Acquisition and Participation metaphors...you use it wrong!

I was reviewing an article for a Journal a couple of weeks ago and I noticed that the authors had misconceptions on Sfard's (1998)article about the two metaphors for learning... They were only supporting the use of the acquisition metaphor, and it was mentioned only once, but there were two references, just for one small paragraph...which were not even supporting their actual claim... Even worse (from my perspective) was the fact that they were supporting the sociocultural perspective for the design of learning environments. The authors' views were very contradictory to each other; supporting only the acquisition metaphor but at the same time supporting situativity theory in a design that looked constructionist from the way they were presenting it! I am wondering whether we actually know what we cite and how we cite in the articles that we write. As academics, but more importantly, as educators in general, we need to be providing adequate and valid resources!

The two metaphors that Sfard described are the assimilation metaphor and the participation metaphor. For the acquisition metaphor, she supports that individuals assimilate learning (more behavioral and rationally oriented metaphor), while the participation metaphor is oriented towards the sociocultural perspective.

However, she supported that the participation metaphor alone does not solve the problem of learning, since there is not a problem stated from the situated perspective. On the other hand, empirical evidence alone does not solve any issue around learning either and both sides study different things with different approaches.

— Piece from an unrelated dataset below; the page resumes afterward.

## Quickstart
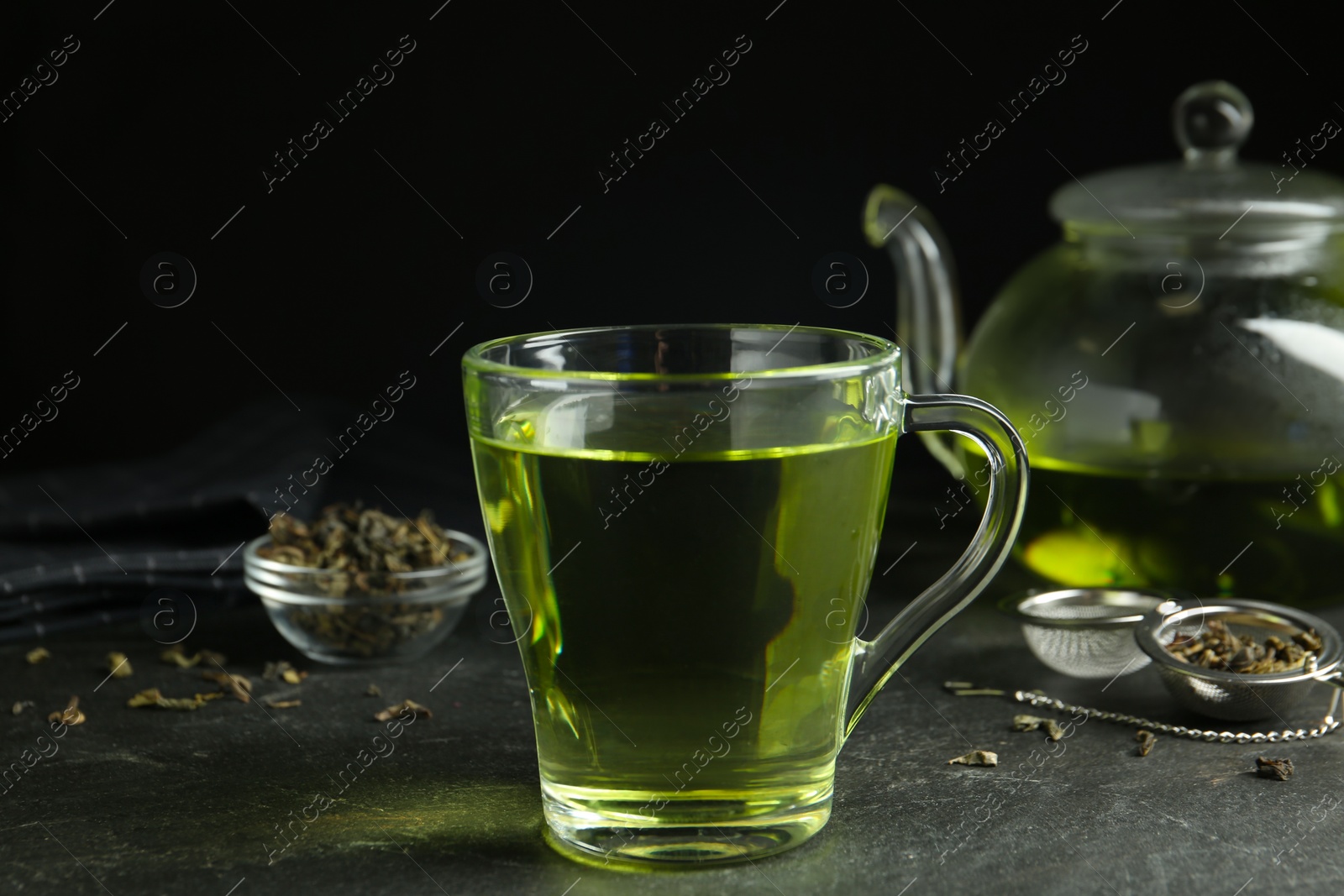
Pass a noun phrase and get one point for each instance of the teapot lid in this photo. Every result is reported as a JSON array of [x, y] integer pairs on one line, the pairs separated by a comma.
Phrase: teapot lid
[[1210, 190]]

According to Sfard, both metaphors are needed, in order to avoid what she calls ideological “dictatorship”, where one metaphor guides all the practices. Each metaphor has different things to provide, that the other cannot. It is important to look at the particulars of learning from different perspectives if we want to understand them and develop critical theory around them. We cannot look at the educational practices without considering the contexts where they occur, and we cannot develop effective instructional strategies without organizing what is to-be-learned.

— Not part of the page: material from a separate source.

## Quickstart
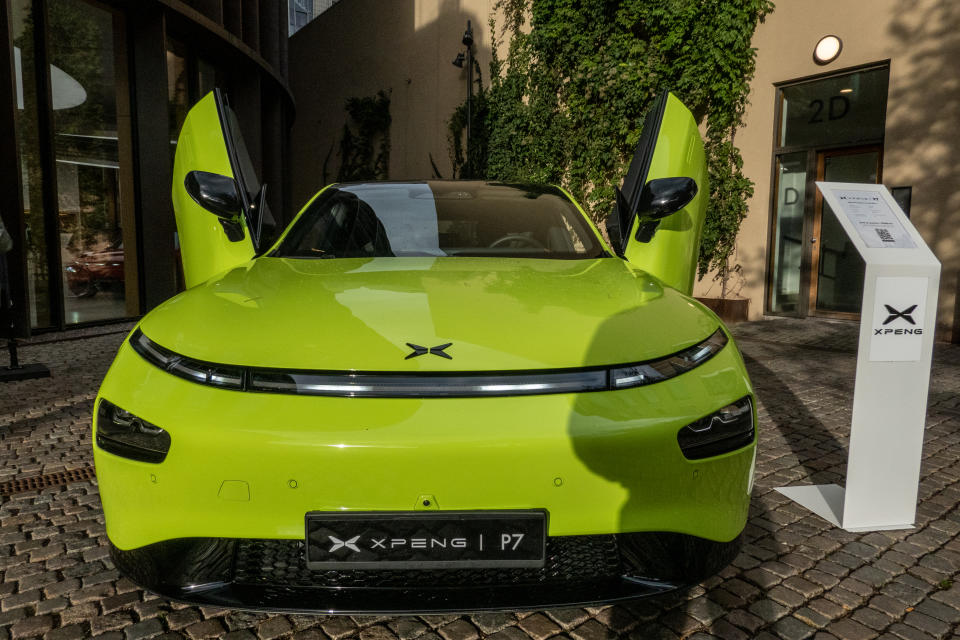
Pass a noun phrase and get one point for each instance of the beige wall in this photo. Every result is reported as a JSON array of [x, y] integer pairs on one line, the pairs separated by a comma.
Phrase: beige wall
[[358, 47], [361, 46], [922, 41]]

For using both metaphors, Sfard proposes that we can approach both metaphors as different ways of seeing things, rather than two competing views. She also supports that, even though it is hard to approach both perspectives as complementary to each other, researchers can adopt whichever metaphor serves their interest, depending on their area and subject of research.

I rejected the article submission telling the authors to review and use the citation more accurately (among other suggestions)!